Note, the representations above were generated from this code:
perl -MDevel::Peek -e '$s = "1"; Dump $s; $s + 0; Dump $s'
The only solution I have found so far, is to make sure I force perl to do all of the conversions I expect in the parent process. And you can see from the code below, even that only helps a little.
Results:
Useless use of addition (+) in void context at z.pl line 34.
Useless use of addition (+) in void context at z.pl line 45.
Useless use of addition (+) in void context at z.pl line 51.
before eating memory
used memory: 71
after eating memory
used memory: 119
after 100 forks that don't reference variable
used memory: 144
after children are reaped
used memory: 93
after 100 forks that touch the variables metadata
used memory: 707
after children are reaped
used memory: 93
after parent has updated the metadata
used memory: 109
after 100 forks that touch the variables metadata
used memory: 443
after children are reaped
used memory: 109
Code:
#!/usr/bin/perl
use strict;
use warnings;
use Parallel::ForkManager;
sub print_mem {
print #_, "used memory: ", `free -m` =~ m{cache:\s+([0-9]+)}s, "\n";
}
print_mem("before eating memory\n");
my #big = ("1") x (1_024 * 1024);
my $pm = Parallel::ForkManager->new(100);
print_mem("after eating memory\n");
for (1 .. 100) {
next if $pm->start;
sleep 2;
$pm->finish;
}
print_mem("after 100 forks that don't reference variable\n");
$pm->wait_all_children;
print_mem("after children are reaped\n");
for (1 .. 100) {
next if $pm->start;
$_ + 0 for #big; #force an update to the metadata
sleep 2;
$pm->finish;
}
print_mem("after 100 forks that touch the variables metadata\n");
$pm->wait_all_children;
print_mem("after children are reaped\n");
$_ + 0 for #big; #force an update to the metadata
print_mem("after parent has updated the metadata\n");
for (1 .. 100) {
next if $pm->start;
$_ + 0 for #big; #force an update to the metadata
sleep 2;
$pm->finish;
}
print_mem("after 100 forks that touch the variables metadata\n");
$pm->wait_all_children;
print_mem("after children are reaped\n");
Anyway if you avoid COW on start and during run you should not forgot END phase of lifetime. In shutdown there are two GC phases when in first there are ref counts updates so it can kill you in nice way. You can in solve it ugly:
END { kill 9, $$ }
This goes without saying, but COW doesn't happen on a per-struct basis, but on a memory page basis. So it's enough that one thing in an entire memory page be modified like this for you to pay the copying cost.

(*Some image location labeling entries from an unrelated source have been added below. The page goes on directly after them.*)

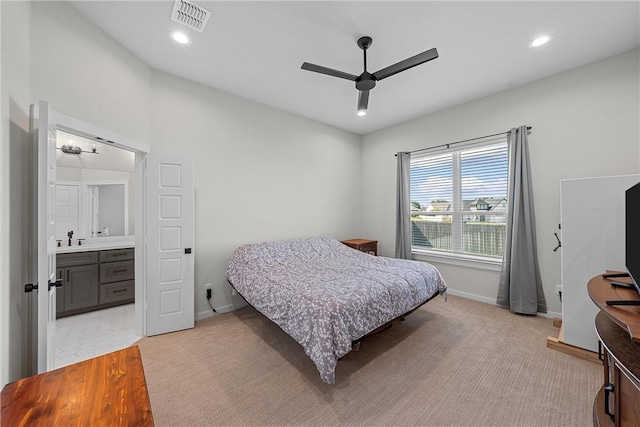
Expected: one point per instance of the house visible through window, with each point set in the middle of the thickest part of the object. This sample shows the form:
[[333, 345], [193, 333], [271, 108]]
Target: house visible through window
[[459, 200]]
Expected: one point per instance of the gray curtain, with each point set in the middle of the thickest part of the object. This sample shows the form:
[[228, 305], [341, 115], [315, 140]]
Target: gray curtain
[[520, 287], [403, 207]]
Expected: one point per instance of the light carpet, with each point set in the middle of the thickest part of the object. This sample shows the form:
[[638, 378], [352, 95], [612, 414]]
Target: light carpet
[[453, 363]]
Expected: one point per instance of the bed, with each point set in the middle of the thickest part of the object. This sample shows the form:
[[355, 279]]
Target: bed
[[326, 295]]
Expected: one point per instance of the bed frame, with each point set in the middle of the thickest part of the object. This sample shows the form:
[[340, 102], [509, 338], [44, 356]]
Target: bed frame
[[355, 344]]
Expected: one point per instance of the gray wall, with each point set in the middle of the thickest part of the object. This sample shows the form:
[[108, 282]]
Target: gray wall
[[15, 194], [585, 123]]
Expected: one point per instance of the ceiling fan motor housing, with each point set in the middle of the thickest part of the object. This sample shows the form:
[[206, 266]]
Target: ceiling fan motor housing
[[365, 81]]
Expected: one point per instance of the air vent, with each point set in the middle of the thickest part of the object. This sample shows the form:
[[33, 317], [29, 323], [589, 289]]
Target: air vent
[[190, 15]]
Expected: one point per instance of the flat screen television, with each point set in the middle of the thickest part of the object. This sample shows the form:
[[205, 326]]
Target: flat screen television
[[632, 234], [632, 246]]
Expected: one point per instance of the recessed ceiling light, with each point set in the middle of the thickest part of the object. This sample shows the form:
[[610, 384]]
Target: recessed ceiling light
[[539, 41], [180, 37]]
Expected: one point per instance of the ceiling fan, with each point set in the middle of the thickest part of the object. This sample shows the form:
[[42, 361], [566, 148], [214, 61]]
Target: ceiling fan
[[367, 81]]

On Linux you can query the page size like this:
getconf PAGESIZE
On my system that's 4096 bytes. You can fit a lot of Perl scalar structs in that space. If one of those things gets modified Linux will have to copy the entire thing.
This is why using memory arenas is a good idea in general. You should separate your mutable and immutable data so that you won't have to pay COW costs for immutable data just because it happened to reside in the same memory page as mutable data.